Thursday, December 4th, 2014

Avoiding Police Checkpoint Not a Proper Basis for Investigatory Stop

The case of People v. Timmsen addressed whether a police officer had reasonable suspicion to initiate a traffic stop on a vehicle that made a lawful U-turn within 50 feet of a police safety checkpoint. At play were an individual’s right to privacy versus the government’s ability to effectively conduct police powers. The Third District Appellate Court ruled that avoiding police in a lawful manner does not create reasonable, articulable suspicion that a criminal offense did or is likely to occur, and thus does not create a basis, in itself, for a person to be stopped by police.

Reasonable suspicion to effectuate a stop of a person or vehicle is commonly referred to as a Terry stop (named after the famous Supreme Court decision from Terry v. Ohio). A Terry stop requires a lesser standard than is required to arrest a person, which requires probable cause. However, if there is not a sufficient basis to conduct the Terry stop in the first place, anything the officer finds will be suppressed and excluded from any judicial proceeding against a defendant, even if the officer establishes probable cause to make the arrest based on what is discovered during the stop.  In the Timmsen case, the majority held that merely avoiding interaction with the police is not a crime, it is not indicative of a crime, and it is not reasonable and articulable grounds to believe criminal activity is afoot. Had the driver broken the law in avoiding the police checkpoint, however, such conduct would have seemingly arose to the level of reasonable suspicion.

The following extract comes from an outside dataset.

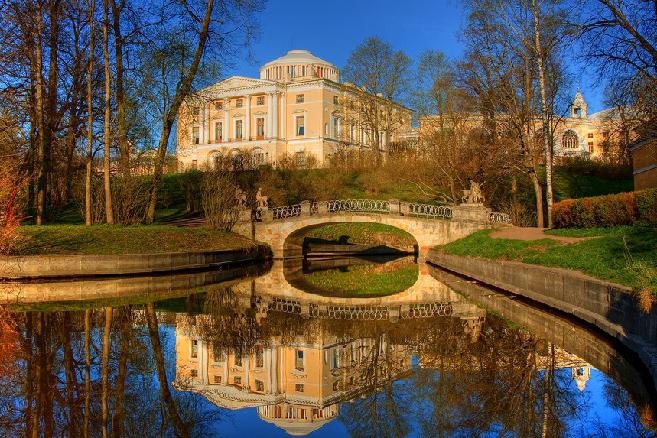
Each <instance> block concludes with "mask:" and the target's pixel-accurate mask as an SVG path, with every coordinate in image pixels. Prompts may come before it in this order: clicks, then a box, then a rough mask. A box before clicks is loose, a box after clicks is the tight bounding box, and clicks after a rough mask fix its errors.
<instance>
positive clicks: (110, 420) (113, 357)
mask: <svg viewBox="0 0 657 438" xmlns="http://www.w3.org/2000/svg"><path fill="white" fill-rule="evenodd" d="M250 284H251V287H250V288H248V287H247V288H244V287H241V288H238V289H234V288H231V287H221V286H216V287H210V288H209V289H208V291H207V292H206V293H204V294H201V295H190V296H189V297H187V298H186V299H184V300H183V303H184V305H185V306H186V309H185V310H186V311H185V312H174V311H169V310H167V309H170V308H172V307H175V306H172V302H170V301H169V302H166V301H165V302H154V303H148V304H135V305H130V304H126V305H124V306H117V307H114V308H111V307H105V308H87V309H84V310H71V311H53V312H44V311H34V312H16V313H10V312H8V311H7V310H6V309H3V310H2V312H3V313H2V315H0V316H1V318H0V321H2V323H1V325H0V327H1V330H2V332H1V333H0V336H1V338H0V339H1V345H0V347H1V352H2V355H1V357H0V373H1V375H0V379H1V382H0V383H1V384H0V388H1V389H0V397H1V399H0V407H1V408H0V409H1V410H0V433H1V434H2V435H3V436H62V435H66V436H101V435H105V434H106V435H107V436H135V435H139V436H142V437H147V436H190V435H201V434H203V433H204V432H207V431H213V432H216V431H217V430H220V429H221V426H218V425H221V424H222V420H223V419H224V416H223V414H222V413H224V412H226V411H225V409H220V408H218V407H217V406H215V405H213V404H211V403H208V400H209V401H210V402H212V403H216V404H218V405H220V406H228V405H229V404H230V406H231V409H235V408H239V407H242V406H259V408H258V411H257V412H258V414H259V415H260V418H261V419H263V420H265V421H270V422H272V423H274V424H278V425H281V424H283V426H284V427H286V428H287V429H286V430H288V431H289V430H291V429H290V428H295V429H293V430H295V431H297V432H298V431H310V430H317V429H312V428H311V427H310V426H307V428H306V429H303V428H302V427H301V426H299V425H298V424H297V425H293V424H292V422H293V420H294V421H297V422H299V423H300V422H302V421H301V420H303V422H304V424H306V425H307V424H311V423H313V422H316V423H317V427H322V426H323V425H324V424H326V422H328V421H333V420H335V419H336V418H339V420H338V421H340V422H341V423H342V425H343V427H344V429H345V431H346V432H347V433H349V434H350V435H353V436H363V437H364V436H390V437H392V436H394V437H396V436H404V435H407V434H409V433H411V432H413V431H416V432H418V433H420V434H422V435H425V436H436V435H460V436H477V435H482V434H488V433H492V434H495V435H517V436H540V437H552V436H563V435H572V434H578V433H579V432H580V431H581V430H584V429H586V428H590V429H588V432H590V431H593V430H595V431H597V432H599V433H600V434H604V433H610V431H612V430H613V429H611V428H609V427H608V426H609V425H608V424H606V423H600V424H598V423H597V420H595V419H594V416H591V415H590V414H591V412H589V411H587V409H588V408H589V407H588V406H586V405H584V404H583V398H582V396H581V394H580V391H579V390H578V386H577V385H576V384H575V383H579V384H580V386H583V385H584V384H585V383H586V381H585V379H586V377H587V374H586V370H588V369H586V370H585V367H586V366H587V365H588V364H586V363H585V362H584V361H583V360H581V359H579V358H577V357H574V356H572V355H570V354H568V353H567V352H565V351H563V350H562V349H561V348H559V346H557V345H554V344H552V343H549V342H547V341H544V340H542V339H540V338H538V337H536V336H534V335H533V334H532V333H530V332H528V331H526V330H522V329H519V328H516V327H513V326H512V325H510V324H509V323H508V322H507V321H505V320H503V319H501V318H499V317H496V316H493V315H490V314H488V315H484V313H483V312H482V311H480V310H473V312H474V313H473V316H472V317H467V315H466V316H464V315H460V316H441V317H431V318H415V319H413V318H411V319H405V320H403V321H398V322H394V321H392V320H381V321H354V320H351V321H346V320H336V319H327V318H311V317H308V315H305V316H304V315H301V314H299V313H296V312H292V313H285V312H278V311H275V310H270V311H269V312H267V313H263V312H262V311H261V310H260V307H259V304H258V303H260V302H261V297H260V295H259V294H258V291H256V290H255V289H256V288H255V282H253V281H252V282H251V283H250ZM244 290H247V291H248V290H250V293H247V294H246V295H245V292H244ZM473 309H474V307H473ZM174 334H175V336H174ZM192 339H193V340H198V342H200V344H195V345H197V347H194V348H199V347H198V345H200V346H201V347H202V346H203V345H207V346H208V347H207V351H209V352H210V353H208V352H205V353H203V352H201V353H199V351H201V350H195V351H196V352H195V353H191V352H190V353H189V354H190V355H192V354H197V355H200V357H203V354H211V358H214V359H210V360H209V362H208V364H209V365H208V366H214V367H215V368H213V369H216V370H219V369H222V372H223V373H225V374H224V375H226V376H229V374H230V373H237V372H238V371H236V370H239V372H242V373H244V372H245V368H248V367H251V370H252V371H251V372H252V373H253V374H252V375H251V377H248V374H246V376H247V377H246V379H240V384H239V388H237V387H236V386H237V385H234V384H233V382H232V381H231V382H227V381H226V380H221V382H219V380H220V379H217V378H216V377H214V376H211V375H210V374H208V375H203V372H204V371H203V370H202V369H201V368H200V366H199V365H193V366H197V367H199V368H197V369H199V370H201V374H198V373H186V371H185V366H186V363H187V362H185V361H186V360H187V359H188V358H187V357H184V355H185V354H187V353H186V351H187V350H184V351H183V349H182V347H180V346H181V345H183V343H184V342H187V341H188V340H192ZM185 345H187V344H185ZM176 350H178V351H176ZM274 351H276V352H277V353H272V352H274ZM296 351H304V354H305V355H304V356H303V360H304V361H305V362H296V365H294V362H291V363H288V362H285V360H287V359H285V360H283V359H280V358H287V357H293V356H292V353H290V352H295V353H294V354H297V353H296ZM288 353H290V355H289V356H286V355H287V354H288ZM277 354H278V356H276V355H277ZM263 355H264V357H265V358H267V360H269V362H268V361H267V360H264V361H263V359H262V357H263ZM197 357H198V356H197ZM238 357H239V358H240V359H239V360H240V364H241V365H240V366H239V367H238V366H237V365H236V364H234V365H229V362H230V361H231V360H232V361H235V360H236V359H235V358H238ZM274 357H278V358H279V362H277V363H278V365H276V366H279V367H280V366H283V367H284V368H281V369H277V370H276V373H274V370H270V369H268V367H269V366H272V365H271V364H274V360H273V359H272V358H274ZM220 358H221V359H220ZM231 358H232V359H231ZM242 358H244V359H245V362H244V363H242ZM313 358H317V361H316V362H313V360H314V359H313ZM215 359H216V360H215ZM199 360H200V359H199ZM205 360H208V359H207V358H206V359H205ZM222 360H223V361H224V362H225V364H224V365H221V361H222ZM201 362H202V361H201ZM215 362H216V363H215ZM230 363H231V364H232V363H233V362H230ZM213 364H214V365H213ZM300 364H301V365H300ZM222 366H223V367H224V368H221V367H222ZM295 366H296V367H297V368H299V367H300V369H296V370H294V369H292V368H294V367H295ZM313 366H316V367H318V368H322V369H321V370H313V369H311V367H313ZM285 367H287V368H285ZM288 368H290V369H291V371H290V369H288ZM206 371H207V370H206ZM288 371H289V373H288ZM215 372H216V373H219V371H215ZM258 373H261V374H258ZM286 373H287V374H286ZM290 373H291V374H290ZM294 373H296V374H294ZM274 374H276V377H275V378H274ZM580 374H581V375H580ZM235 375H237V374H235ZM257 375H266V376H268V377H267V380H266V381H265V383H263V382H262V381H258V380H254V379H256V377H257ZM288 375H289V376H292V375H293V376H296V377H294V379H297V380H289V379H288V377H287V376H288ZM315 375H317V376H318V377H317V379H318V380H317V381H316V382H314V383H313V382H311V380H312V379H313V378H314V377H313V376H315ZM241 376H244V374H241ZM254 376H256V377H254ZM304 376H305V377H304ZM212 377H214V378H215V379H216V380H214V381H213V378H212ZM573 378H576V379H579V380H578V381H577V382H573ZM272 379H273V380H274V381H275V382H273V381H272ZM290 379H291V378H290ZM303 379H306V380H303ZM288 380H289V381H288ZM283 381H285V382H287V383H290V382H292V383H294V382H297V385H300V384H301V385H303V384H305V385H306V390H305V391H306V392H304V393H302V394H294V389H291V388H294V387H295V386H294V385H292V386H289V385H288V386H284V385H283ZM161 382H167V383H166V384H160V383H161ZM299 382H304V383H303V384H302V383H299ZM229 383H230V385H229ZM315 384H316V385H319V386H318V388H321V391H319V392H318V393H317V394H318V395H317V396H315V395H314V393H313V392H312V391H313V389H312V388H313V385H315ZM266 385H270V386H266ZM276 385H278V386H276ZM270 387H272V388H275V390H274V391H273V392H271V393H270V392H268V391H269V388H270ZM300 388H302V387H299V386H296V389H297V390H298V389H300ZM222 391H223V392H222ZM302 391H303V390H302ZM226 394H228V395H230V396H231V397H232V398H231V399H230V400H228V399H223V400H222V399H221V397H225V396H226ZM603 396H604V397H605V398H606V401H607V403H608V404H609V405H610V406H611V407H612V408H613V409H614V410H615V413H616V415H617V416H618V418H619V419H620V420H619V421H620V422H619V423H617V424H615V426H616V427H619V428H621V427H622V428H625V431H629V432H630V433H632V434H634V433H636V434H645V435H649V431H647V430H646V429H644V427H643V425H642V424H641V422H640V415H639V414H641V416H642V417H643V418H644V420H646V419H649V418H650V410H649V408H642V409H648V411H642V412H639V413H637V409H636V408H635V405H634V400H633V399H632V397H631V396H630V394H629V393H628V392H627V391H626V390H624V389H623V388H622V387H620V386H619V385H617V384H615V383H614V382H613V381H611V380H608V381H607V382H606V385H605V387H604V394H603ZM206 397H207V400H206ZM236 397H237V398H236ZM239 397H243V400H242V399H239ZM258 400H259V401H258ZM240 403H244V404H243V405H240ZM306 407H307V412H306V411H304V413H301V414H298V413H297V412H301V411H297V409H301V408H303V409H306ZM283 426H281V427H283ZM238 427H239V425H238ZM304 427H306V426H304ZM583 428H584V429H583ZM320 430H321V429H320Z"/></svg>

An elaborate dissent was issued with the Timmsen decision that challenged the principle that lawful activity cannot give rise to reasonable suspicion and cited other situations where Terry stops were held proper where drivers were similarly avoiding contact with police officers. While the Timmsen decision is at this point binding on all Illinois trial courts, there is a possibility that one or more other appellate districts could rule differently and the possibility that the Illinois Supreme Court or even the United States Supreme Court could overturn the decision on further appeal. We will continue to monitor the issue as it may proceed through the court system.